Abstract
Avicenna’s al-Qānūn fī al-Ṭibb provided the foundation for the teaching and practice of medicine in post-1200 Islamic societies. Its abridgments and commentaries were used to train physicians well into the nineteenth century. However, these commentaries and abridgments have barely received the attention they deserve by historians who often dismiss them as being derivative and unoriginal. In this paper, I shall show that not only do the commentaries contain much that is original or at least worthy of attention, but that closer examinations of these texts can reveal much about medical education and the processes by which these commentaries were generated.

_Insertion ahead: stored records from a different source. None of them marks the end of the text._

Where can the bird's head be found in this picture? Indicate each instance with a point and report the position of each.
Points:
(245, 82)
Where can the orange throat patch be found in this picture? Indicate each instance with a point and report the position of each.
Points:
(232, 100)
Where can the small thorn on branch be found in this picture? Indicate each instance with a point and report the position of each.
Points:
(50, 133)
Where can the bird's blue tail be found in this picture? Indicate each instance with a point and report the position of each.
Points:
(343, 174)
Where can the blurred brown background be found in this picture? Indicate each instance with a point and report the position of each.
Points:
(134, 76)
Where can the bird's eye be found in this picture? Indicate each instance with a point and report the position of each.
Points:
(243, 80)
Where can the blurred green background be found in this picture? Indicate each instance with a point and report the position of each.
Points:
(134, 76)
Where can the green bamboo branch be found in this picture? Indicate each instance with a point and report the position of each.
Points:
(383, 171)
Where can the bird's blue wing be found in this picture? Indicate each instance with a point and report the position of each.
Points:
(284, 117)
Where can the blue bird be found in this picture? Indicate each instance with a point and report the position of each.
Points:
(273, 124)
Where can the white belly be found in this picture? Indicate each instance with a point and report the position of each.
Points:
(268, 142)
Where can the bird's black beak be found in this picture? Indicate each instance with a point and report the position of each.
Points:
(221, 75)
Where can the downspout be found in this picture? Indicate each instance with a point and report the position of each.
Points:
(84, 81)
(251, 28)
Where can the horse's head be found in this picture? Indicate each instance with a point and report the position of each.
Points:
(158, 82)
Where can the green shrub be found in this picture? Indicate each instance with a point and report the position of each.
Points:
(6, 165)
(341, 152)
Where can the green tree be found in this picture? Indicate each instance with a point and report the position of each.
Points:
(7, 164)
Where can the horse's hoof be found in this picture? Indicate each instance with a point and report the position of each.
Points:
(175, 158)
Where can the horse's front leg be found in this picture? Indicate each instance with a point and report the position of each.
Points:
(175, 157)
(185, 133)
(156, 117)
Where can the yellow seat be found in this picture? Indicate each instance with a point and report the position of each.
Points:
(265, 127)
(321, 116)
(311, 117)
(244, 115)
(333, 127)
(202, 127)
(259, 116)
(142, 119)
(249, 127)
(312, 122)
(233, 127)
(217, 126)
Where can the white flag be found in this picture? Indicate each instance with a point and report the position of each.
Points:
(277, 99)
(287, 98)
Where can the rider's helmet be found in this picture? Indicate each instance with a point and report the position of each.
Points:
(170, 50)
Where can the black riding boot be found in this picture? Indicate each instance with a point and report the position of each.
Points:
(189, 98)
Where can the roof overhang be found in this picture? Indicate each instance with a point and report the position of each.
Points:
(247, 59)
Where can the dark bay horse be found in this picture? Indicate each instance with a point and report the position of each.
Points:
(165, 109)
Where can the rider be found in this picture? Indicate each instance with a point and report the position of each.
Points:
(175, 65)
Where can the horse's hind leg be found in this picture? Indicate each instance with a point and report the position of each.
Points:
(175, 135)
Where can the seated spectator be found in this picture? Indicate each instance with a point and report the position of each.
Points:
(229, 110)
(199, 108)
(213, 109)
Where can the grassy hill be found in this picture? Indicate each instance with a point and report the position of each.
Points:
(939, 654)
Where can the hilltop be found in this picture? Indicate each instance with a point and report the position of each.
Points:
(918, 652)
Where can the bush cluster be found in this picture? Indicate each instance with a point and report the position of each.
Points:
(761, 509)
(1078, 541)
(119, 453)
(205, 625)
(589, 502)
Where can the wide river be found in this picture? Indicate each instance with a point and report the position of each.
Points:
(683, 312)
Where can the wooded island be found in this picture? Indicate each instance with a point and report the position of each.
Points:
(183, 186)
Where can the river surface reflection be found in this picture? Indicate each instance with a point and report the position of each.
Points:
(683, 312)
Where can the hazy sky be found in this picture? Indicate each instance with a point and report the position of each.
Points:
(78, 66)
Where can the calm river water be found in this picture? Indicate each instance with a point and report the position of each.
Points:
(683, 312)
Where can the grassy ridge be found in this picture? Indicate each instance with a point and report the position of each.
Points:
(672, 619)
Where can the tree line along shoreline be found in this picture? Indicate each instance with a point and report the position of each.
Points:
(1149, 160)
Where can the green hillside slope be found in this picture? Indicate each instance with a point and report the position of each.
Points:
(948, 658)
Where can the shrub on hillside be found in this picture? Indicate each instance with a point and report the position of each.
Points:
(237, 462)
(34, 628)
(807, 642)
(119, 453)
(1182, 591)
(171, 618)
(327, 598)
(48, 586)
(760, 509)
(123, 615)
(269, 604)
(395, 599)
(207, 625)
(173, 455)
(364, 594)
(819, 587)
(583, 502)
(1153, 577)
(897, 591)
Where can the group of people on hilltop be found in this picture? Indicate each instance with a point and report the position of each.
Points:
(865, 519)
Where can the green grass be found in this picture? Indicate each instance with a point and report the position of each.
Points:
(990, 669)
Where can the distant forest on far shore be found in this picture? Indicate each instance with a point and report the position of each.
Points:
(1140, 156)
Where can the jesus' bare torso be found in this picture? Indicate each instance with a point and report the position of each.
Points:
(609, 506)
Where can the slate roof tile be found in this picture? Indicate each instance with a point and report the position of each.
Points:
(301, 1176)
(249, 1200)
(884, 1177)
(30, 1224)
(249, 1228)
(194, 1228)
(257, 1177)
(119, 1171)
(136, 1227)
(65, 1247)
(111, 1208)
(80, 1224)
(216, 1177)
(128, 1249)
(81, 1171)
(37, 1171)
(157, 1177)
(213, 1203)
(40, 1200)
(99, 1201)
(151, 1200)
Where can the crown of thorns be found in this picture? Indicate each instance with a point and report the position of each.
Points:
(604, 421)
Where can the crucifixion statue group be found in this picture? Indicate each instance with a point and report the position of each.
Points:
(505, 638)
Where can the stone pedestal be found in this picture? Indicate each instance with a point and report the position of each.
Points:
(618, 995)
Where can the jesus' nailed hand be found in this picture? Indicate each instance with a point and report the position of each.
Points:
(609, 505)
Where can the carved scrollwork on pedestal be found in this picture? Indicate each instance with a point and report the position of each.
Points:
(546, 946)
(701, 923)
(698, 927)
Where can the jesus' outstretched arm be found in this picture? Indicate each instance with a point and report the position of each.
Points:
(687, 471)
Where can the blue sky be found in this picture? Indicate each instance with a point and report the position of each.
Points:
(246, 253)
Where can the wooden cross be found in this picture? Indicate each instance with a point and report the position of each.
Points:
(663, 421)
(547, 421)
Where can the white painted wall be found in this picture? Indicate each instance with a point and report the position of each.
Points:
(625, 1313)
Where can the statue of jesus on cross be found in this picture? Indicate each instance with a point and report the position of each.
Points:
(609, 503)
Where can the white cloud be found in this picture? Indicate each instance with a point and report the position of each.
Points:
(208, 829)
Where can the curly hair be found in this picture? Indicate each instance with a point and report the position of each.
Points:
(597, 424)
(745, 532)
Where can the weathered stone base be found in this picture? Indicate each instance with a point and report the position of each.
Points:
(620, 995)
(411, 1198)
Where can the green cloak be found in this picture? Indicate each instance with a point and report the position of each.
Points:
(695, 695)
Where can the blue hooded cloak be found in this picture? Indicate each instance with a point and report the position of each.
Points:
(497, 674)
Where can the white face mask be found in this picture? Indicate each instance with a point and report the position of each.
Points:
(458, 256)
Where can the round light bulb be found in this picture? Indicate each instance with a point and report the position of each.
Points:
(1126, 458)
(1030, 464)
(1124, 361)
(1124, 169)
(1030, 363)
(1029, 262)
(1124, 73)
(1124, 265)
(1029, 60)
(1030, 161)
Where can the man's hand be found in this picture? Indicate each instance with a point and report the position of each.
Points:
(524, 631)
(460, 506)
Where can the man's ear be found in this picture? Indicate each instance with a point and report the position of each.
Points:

The most popular abridgment of the Qānūn was the Mūjaz which is attributed to Ibn al-Nafīs (d. 1288). Although many commentaries were composed on it over the years, one of the most popular ones was Kitāb al-Nafīsī by Nafīs ibn ‘Iwaḍ al-Kirmānī (d. 1449), produced under the patronage of Ulugh Begh in Samarqand. Kitāb al-Nafīsī drew upon the earlier commentary by Jamāl al-Dīn al-Aqsarā’ī (d. 1337), and formed the basis of a later commentary by Ibn al-Mubārak al-Qazwīnī (d. 1521), a physician at the courts of three successive Ottoman sultans Bayezid II, Selim I and Süleyman. These three texts thus formed a network of commentaries that were copied, read and taught across Egypt, Syria, Anatolia, Iran and Central Asia over the course of two centuries. The paper will examine some manuscripts of these works to gain insight into the movements of these texts, and their use in medical education. It will also examine some passages from the medical commentaries themselves to reveal the nature of the discussions, and how the commentators moved the discussions beyond the source text into uncharted territories. In some cases, this resulted in very novel consequences for medical theory.